Dead-Letter Topic Processing
Enabling DLQ
To enable DLQ, a Kafka binder based applications must provide a consumer group via the property spring.cloud.stream.bindings.<binding-name>.group
.
Anonymous consumer groups (i.e, where the application does not explicitly provide a group) cannot enable the DLQ feature.
When an application wants to send the record in error to a DLQ topic, that application must enable the DLQ feature, since this is not enabled by default.
To enable DLQ, the property spring.cloud.stream.kafka.bindings.<binding-name>.consumer.enable-dlq
must be set to true.
When DLQ is enabled, then after an error occurs from processing and all the retries are exhausted based on the spring.cloud.stream.bindings.<binding-name>.consumer.max-attempts
property, then that record will be sent to the DLQ topic.
By default, the max-attempts
property is set to three.
When max-attempts
property is greater than 1
, and dlq is enabled, then you will see that the retries are honoring the max-attempts
property.
When no dlq is enabled (which is the default), then the max-attempts
property does not have any bearing in the way how retries are handled.
In that case, the retries will fall back to the container defaults in Spring for Apache Kafka, which is 10
retries.
If an application wants to disable retries altogether when DLQ is disabled, then setting max-attempts
property to 1
will not work.
To completely disable retries in that case, you need to provide a ListenerContainerCustomizer
and then use appropriate Backoff
settings.
Here is an example.
@Bean
ListenerContainerCustomizer<AbstractMessageListenerContainer<?, ?>> customizer() {
return (container, destinationName, group) -> {
var commonErrorHandler = new DefaultErrorHandler(new FixedBackOff(0L, 0l));
container.setCommonErrorHandler(commonErrorHandler);
};
}
With this, the default container behavior will be disabled and no retries will be attempted. As noted above, when enabling DLQ, the binder settings will have precedence.
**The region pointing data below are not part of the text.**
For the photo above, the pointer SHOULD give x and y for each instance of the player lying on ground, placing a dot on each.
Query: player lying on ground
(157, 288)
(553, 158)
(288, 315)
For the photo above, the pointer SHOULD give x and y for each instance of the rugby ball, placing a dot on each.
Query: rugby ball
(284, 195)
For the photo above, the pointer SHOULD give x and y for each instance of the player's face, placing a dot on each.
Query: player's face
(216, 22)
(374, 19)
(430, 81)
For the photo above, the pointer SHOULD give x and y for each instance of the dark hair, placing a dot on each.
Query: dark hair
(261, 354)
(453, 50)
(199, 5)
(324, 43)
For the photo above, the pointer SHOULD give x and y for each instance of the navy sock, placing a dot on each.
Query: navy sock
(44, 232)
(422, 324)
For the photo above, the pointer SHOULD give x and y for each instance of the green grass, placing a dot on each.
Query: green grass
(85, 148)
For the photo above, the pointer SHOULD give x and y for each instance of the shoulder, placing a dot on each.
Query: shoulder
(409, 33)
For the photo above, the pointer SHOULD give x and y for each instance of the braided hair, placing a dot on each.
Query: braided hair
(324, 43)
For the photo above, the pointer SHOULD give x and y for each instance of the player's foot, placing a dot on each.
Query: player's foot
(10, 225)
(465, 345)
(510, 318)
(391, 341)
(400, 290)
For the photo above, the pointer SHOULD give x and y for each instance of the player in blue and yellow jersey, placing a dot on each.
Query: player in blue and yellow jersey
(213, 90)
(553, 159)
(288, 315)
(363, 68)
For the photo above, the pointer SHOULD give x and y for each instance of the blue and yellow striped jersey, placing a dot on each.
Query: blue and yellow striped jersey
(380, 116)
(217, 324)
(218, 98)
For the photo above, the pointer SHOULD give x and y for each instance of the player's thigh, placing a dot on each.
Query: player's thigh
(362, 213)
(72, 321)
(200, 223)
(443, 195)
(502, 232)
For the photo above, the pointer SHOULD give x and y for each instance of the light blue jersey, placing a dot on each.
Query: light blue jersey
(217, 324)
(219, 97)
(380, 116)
Handling Records in a Dead-Letter Topic
Because the framework cannot anticipate how users would want to dispose of dead-lettered messages, it does not provide any standard mechanism to handle them. If the reason for the dead-lettering is transient, you may wish to route the messages back to the original topic. However, if the problem is a permanent issue, that could cause an infinite loop. The sample Spring Boot application within this topic is an example of how to route those messages back to the original topic, but it moves them to a “parking lot” topic after three attempts. The application is another spring-cloud-stream application that reads from the dead-letter topic. It exits when no messages are received for 5 seconds.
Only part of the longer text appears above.